Hello everyone,
I am new to this forum. Yesterday I saw the surgeon that I am supposed to get my sleeve surgery. I am seriously considering the procedure but I still have doubts and fears. I am weighing the pros and cons and I do see much more pros then cons. I am 5, 9” at 265 lb , 55 years old female. I have high cholesterol, fatty liver, gallstones, acid reflux and knee problems due to excess weight. So, there are enough reasons already. I’ve had surgeries before and I don’t fear the surgery itself. But I have a sweet tooth, and I do tend to overeat at night. I am afraid I won’t be able to change these bad habits and also afraid of regretting my decision. However, when I think about how beneficial this can be for me and when I read all the successful stories on this forum , it gives me courage and strengthen my decision.

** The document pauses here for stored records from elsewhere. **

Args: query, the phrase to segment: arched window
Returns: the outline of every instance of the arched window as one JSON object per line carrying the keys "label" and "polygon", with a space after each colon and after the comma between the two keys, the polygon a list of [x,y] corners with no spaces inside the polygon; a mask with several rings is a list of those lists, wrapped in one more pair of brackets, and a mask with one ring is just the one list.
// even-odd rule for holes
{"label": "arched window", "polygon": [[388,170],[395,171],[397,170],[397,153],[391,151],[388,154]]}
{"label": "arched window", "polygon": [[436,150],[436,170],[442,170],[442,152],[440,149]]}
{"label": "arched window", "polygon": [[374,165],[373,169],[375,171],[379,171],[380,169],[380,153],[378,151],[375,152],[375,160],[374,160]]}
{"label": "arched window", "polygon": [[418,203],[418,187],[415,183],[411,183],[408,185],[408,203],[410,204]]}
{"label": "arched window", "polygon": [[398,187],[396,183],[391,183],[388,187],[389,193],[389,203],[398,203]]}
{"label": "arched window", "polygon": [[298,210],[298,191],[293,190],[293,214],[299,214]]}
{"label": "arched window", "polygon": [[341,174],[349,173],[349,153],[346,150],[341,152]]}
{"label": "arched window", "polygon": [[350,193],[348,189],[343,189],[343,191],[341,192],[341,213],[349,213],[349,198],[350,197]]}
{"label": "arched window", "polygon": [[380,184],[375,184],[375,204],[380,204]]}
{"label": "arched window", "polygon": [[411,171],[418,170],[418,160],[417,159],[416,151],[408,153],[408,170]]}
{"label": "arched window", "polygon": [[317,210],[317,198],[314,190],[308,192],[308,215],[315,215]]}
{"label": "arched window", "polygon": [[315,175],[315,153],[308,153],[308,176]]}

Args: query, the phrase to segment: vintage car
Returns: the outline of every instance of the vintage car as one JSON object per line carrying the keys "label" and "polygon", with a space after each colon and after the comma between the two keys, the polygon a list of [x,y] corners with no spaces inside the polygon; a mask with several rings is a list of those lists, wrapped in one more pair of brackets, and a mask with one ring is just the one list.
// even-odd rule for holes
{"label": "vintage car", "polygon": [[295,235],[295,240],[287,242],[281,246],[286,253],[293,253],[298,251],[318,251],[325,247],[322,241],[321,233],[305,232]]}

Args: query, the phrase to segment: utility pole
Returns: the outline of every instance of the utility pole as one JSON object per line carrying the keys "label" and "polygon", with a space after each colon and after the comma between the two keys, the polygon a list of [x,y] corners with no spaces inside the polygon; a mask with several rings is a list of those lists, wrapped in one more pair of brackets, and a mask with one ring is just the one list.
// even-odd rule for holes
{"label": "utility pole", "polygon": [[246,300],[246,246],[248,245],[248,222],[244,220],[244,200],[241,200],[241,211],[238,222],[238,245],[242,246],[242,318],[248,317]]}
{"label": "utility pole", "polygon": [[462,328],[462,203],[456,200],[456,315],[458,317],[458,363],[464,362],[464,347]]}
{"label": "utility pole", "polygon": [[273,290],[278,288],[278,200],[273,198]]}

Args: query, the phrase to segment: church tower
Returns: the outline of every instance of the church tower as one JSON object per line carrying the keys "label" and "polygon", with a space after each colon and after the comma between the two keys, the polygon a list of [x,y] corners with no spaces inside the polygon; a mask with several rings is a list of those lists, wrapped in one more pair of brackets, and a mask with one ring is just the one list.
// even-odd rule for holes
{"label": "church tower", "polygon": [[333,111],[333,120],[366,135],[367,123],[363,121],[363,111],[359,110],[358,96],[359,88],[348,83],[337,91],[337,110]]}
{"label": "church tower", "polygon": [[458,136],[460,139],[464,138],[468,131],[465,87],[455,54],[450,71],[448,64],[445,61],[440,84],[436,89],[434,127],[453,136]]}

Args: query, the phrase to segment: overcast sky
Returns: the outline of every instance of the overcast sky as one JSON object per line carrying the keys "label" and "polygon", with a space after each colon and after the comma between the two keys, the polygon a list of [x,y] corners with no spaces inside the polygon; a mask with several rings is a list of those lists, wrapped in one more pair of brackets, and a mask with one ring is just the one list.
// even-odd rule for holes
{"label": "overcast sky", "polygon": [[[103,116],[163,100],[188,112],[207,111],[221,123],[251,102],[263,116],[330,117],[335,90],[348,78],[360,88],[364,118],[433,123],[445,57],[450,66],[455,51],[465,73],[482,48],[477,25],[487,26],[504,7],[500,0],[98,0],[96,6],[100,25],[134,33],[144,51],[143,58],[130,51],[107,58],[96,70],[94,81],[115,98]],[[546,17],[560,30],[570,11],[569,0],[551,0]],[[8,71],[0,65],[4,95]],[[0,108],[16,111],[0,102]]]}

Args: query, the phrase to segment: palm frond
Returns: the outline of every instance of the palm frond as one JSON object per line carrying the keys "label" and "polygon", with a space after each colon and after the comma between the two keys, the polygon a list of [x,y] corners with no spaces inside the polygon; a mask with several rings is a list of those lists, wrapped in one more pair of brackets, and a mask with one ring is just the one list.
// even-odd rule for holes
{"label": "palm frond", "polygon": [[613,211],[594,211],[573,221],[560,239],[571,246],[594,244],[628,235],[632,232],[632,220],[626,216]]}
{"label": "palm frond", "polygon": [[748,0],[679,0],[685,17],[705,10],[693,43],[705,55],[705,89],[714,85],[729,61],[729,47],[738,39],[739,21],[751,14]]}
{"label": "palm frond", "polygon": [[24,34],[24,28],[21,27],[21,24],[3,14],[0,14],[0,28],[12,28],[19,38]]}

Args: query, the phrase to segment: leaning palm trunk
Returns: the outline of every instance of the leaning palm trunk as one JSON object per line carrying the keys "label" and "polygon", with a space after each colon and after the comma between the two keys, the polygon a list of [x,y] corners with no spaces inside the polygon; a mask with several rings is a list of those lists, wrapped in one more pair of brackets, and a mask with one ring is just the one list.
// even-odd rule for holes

My life has been significantly changing since I started to gain weight . I don’t enjoy myself anymore, in fact I can’t even look at the mirror without hating what I see. I can’t bend to tie my shoes without going out of breath, can’t kneel anymore, can’t do yard work and exercise has been reduced to walks when my feet allow me. Now, as I am finishing this letter, and listening to myself, I realize : what am I waiting for? 😄There should no doubts!
I know this is just a tool and I will need to change my habits. The surgery alone won’t fix my problem. I guess that is why I am going back and forth. For not knowing I can trust myself, after years of yo-yo dieting. Anyway, thanks for reading and for this space.